Auch Einzelpositionen erhalten 2026 mehr Raum. Rund 25 Galerien bilden den erweiterten Bereich „Solo“, darunter Präsentationen von José Bechara, Ayako Rokkaku, Katarina Riesing, Henry Glavin, Kristy Luck und Betsabeé Romero. Der Bereich „Presents“ wächst auf rund 55 Galerien und richtet den Blick auf jüngere Häuser und aufstrebende Positionen. Mit Margot Samel erhält zudem die diesjährige Gewinnerin des Gramercy International Prize einen Messestand und präsentiert Arbeiten von Leroy Johnson und Sasha Brodsky.
Dass eine internationale Kunstmesse nicht ausschließlich vom kommerziellen Kunsthandel lebt, zeigt der Non-Profit-Bereich. Institutionen wie der Robert Blackburn Printmaking Workshop, Brandywine Workshop and Archives, der Brodsky Center at PAFA und der Lower East Side Printshop gehören zum Programm. Eine besondere Stellung nimmt El Museo del Barrio als Empfänger des Armory Spotlight 2026 ein. Das Museum präsentiert Lulu Verona, die das Publikum zugleich in die Entstehung einer ihrer textilen Arbeiten einbeziehen wird.

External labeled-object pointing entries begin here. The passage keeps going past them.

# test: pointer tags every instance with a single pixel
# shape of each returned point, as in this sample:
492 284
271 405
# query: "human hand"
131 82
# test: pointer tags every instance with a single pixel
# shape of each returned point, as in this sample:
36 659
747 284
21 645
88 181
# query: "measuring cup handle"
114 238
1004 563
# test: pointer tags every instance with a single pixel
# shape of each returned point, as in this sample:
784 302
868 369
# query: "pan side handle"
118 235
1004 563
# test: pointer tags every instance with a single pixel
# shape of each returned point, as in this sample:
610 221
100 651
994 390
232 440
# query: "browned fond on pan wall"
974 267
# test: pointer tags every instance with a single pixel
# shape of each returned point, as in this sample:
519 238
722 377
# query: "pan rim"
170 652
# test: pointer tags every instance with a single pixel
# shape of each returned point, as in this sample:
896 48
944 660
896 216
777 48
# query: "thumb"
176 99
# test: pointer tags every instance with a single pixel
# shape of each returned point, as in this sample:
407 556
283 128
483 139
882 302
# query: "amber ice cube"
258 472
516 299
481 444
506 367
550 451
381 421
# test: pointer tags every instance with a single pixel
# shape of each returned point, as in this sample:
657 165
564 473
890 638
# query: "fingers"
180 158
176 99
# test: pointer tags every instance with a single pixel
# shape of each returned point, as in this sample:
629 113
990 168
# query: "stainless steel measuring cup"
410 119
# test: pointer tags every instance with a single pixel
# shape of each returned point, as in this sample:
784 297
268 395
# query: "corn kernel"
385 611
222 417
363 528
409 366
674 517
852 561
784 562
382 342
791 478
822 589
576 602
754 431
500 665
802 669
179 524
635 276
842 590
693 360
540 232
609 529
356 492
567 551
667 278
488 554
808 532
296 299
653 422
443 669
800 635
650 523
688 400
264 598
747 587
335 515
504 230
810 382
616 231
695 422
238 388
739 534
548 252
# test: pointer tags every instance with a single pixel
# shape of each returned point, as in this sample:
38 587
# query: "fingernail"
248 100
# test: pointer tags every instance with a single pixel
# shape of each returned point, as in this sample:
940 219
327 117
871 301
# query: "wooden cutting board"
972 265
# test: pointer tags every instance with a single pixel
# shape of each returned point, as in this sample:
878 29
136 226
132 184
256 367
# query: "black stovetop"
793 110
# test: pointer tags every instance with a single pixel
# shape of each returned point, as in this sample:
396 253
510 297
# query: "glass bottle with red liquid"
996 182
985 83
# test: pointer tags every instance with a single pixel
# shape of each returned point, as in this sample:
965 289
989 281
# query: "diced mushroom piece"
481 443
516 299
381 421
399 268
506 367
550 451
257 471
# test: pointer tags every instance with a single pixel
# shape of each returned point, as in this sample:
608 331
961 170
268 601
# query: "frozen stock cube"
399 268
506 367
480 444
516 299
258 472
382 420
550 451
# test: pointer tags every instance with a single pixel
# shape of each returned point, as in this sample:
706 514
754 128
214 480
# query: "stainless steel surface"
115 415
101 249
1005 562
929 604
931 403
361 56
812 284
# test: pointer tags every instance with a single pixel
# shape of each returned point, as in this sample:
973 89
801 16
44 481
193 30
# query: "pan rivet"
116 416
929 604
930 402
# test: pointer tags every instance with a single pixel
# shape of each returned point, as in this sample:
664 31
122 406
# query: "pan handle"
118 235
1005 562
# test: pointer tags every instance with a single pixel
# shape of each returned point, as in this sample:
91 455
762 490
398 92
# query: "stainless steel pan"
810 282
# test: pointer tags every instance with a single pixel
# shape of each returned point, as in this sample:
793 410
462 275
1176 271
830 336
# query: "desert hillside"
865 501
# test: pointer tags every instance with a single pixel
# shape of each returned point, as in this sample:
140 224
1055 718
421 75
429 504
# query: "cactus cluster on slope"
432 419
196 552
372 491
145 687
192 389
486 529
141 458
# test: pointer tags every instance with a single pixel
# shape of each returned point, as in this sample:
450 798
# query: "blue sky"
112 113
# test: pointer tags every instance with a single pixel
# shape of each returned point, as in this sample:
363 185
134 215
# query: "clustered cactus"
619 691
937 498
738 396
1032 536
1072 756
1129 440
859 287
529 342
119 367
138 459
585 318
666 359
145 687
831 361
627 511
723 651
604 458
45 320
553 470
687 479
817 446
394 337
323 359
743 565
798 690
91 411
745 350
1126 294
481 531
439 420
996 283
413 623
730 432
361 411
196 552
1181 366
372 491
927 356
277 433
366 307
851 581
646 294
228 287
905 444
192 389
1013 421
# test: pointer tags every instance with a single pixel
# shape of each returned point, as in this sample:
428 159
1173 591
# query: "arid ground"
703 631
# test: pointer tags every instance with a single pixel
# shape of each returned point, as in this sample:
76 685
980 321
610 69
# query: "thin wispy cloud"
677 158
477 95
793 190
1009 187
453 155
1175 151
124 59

Das Javits Center selbst bildet dabei die monumentale Bühne dieses Parcours. Die weitläufige Messearchitektur erlaubt nicht nur die Begegnung mit Hunderten Galerien, sondern wird 2026 durch die bewusst unterschiedlich konzipierten Zugänge zum Bestandteil der kuratorischen Dramaturgie: Der Rundgang beginnt nicht erst vor einem Kunstwerk, sondern bereits mit der Entscheidung, von welcher Seite man sich dieser Armory Show nähert.
Vom karibischen Raum über junge Galerien bis zu etablierten internationalen Häusern führt The Armory Show 2026 durch ein weit gespanntes Panorama zeitgenössischer Kunst. Als traditionsreiche New Yorker Messe und seit 2023 Teil von Frieze bleibt sie zugleich ein wichtiger Treffpunkt für Galerien, Sammler und Institutionen – und macht New York Ende September für einige Tage erneut zu einem Knotenpunkt des internationalen Kunstmarkts.